Dave McComas (Southwest Research Institute and University of Texas at San Antonio)
The interstellar medium arises from material ejected as stellar winds and from cataclysmic phenomena such as novae and supernovae. The Interstellar Boundary Explorer (IBEX) directly observes neutral atoms from the local interstellar medium surrounding the Sun that penetrate our heliosphere and survive into Earth’s orbit. This material is partially ionized and the ions and neutrals interact with each other, coupling these components together and allowing various aspects of the plasma interactions between the interstellar medium and heliosphere to also imprint themselves onto the observed neutral atom distributions.
IBEX interstellar neutral observations now span six years (2009-2014) and provide a wealth of new information about the very local interstellar medium and its heliospheric interaction.
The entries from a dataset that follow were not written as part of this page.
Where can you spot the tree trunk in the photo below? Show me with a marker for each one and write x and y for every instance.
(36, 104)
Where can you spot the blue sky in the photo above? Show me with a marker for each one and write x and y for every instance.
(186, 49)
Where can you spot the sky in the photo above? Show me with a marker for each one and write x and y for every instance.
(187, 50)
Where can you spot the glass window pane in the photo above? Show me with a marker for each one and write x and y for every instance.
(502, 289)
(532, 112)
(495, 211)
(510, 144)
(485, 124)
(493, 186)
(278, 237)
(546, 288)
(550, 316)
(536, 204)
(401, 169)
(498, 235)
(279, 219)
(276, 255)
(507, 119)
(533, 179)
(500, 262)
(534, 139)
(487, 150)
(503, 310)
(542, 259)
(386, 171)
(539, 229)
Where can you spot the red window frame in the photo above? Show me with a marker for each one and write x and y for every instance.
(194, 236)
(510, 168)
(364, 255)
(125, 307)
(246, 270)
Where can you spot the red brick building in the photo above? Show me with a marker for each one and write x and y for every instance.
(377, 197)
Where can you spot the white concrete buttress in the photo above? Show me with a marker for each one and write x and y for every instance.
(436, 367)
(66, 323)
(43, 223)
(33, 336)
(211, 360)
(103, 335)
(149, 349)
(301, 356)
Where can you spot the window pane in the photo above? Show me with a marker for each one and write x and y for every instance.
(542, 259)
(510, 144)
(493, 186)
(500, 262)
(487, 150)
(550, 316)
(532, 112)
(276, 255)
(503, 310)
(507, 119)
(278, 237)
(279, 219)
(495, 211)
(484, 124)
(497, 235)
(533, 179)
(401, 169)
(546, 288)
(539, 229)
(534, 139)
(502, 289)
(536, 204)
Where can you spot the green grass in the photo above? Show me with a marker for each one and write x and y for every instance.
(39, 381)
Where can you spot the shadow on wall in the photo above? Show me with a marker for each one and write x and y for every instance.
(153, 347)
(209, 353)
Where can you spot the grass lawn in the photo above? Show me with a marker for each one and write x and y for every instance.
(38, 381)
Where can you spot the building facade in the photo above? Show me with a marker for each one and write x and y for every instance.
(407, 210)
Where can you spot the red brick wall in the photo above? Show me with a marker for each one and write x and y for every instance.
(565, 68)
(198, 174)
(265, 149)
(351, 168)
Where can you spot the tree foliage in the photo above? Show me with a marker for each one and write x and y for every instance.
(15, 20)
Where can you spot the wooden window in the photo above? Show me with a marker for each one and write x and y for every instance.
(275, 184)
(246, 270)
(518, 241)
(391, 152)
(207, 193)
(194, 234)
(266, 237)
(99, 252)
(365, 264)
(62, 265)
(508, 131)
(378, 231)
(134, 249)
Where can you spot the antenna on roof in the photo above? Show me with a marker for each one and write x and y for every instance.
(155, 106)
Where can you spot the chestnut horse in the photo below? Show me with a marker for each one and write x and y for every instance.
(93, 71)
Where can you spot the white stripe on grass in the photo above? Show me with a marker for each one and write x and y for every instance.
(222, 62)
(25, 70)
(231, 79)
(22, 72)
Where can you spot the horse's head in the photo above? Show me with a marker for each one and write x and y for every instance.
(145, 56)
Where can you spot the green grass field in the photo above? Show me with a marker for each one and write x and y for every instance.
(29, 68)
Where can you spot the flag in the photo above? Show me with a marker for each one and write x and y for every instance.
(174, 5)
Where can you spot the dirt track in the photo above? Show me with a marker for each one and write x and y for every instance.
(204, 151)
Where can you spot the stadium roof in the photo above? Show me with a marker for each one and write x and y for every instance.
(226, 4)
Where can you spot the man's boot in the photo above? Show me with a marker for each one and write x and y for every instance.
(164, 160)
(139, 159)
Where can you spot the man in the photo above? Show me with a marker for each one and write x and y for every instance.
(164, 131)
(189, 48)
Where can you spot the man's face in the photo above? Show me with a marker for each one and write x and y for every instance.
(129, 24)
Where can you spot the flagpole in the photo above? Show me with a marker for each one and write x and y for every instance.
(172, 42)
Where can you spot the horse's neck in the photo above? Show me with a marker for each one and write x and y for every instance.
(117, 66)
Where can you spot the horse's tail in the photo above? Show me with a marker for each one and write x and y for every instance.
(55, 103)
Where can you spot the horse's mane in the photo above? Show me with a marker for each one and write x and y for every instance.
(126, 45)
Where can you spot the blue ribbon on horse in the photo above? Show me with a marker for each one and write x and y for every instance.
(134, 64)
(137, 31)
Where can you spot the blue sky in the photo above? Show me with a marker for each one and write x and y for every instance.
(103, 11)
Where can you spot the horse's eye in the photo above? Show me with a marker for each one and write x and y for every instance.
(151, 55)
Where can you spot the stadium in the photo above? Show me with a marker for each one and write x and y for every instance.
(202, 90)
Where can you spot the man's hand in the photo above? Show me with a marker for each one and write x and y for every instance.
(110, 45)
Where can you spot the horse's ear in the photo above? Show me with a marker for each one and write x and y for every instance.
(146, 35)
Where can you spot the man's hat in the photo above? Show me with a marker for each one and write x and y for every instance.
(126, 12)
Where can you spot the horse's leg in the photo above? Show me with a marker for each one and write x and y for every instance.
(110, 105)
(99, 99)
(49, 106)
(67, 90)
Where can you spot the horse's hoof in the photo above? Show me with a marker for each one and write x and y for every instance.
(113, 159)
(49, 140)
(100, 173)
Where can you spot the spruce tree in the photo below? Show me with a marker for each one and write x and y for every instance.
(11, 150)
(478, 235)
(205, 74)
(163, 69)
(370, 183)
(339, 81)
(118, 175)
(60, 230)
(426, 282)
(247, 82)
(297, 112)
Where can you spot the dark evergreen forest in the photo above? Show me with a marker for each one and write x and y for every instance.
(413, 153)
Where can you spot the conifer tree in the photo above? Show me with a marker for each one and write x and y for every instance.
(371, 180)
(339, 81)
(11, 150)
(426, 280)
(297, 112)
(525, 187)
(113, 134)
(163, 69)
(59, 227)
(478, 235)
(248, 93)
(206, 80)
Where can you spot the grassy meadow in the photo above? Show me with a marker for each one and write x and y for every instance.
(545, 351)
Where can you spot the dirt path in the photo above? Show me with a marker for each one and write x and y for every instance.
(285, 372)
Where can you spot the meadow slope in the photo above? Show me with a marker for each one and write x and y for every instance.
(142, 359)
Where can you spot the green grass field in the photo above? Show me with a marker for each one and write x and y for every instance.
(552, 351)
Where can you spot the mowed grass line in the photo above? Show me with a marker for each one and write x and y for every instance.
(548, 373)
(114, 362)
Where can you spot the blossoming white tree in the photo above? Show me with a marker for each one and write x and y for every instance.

In this Astrophysical Journal Supplement special issue, we collect together 14 new studies that describe the IBEX interstellar neutral results over this interval and provide other supporting and relevant observational and theoretical results. The first paper in this issue, McComas et al. 2015, lists the titles and first authors of each of the contributions; that paper also provides an overview and summary of the entire special issue and recommends the best combined interstellar parameters currently available for other researchers to use for theory and modeling studies. Each of the papers in this special issue provides great insight into various detailed aspects of the observations, interpretations, and theories related to IBEX’s unique interstellar neutral data set.
Collectively, the 14 studies in this special issue, along with the prior papers, open a completely new window on the local interstellar medium in terms of its composition, properties, and even the processes at work in the interstellar region around our heliosphere. These observations provide the ground truth for understanding the interstellar medium more generally, which is critical for stellar and planetary system formation. They also inform the formation of astrospheres around other stars and a deeper understanding of the tenuous material throughout our galaxy and the other galaxies beyond.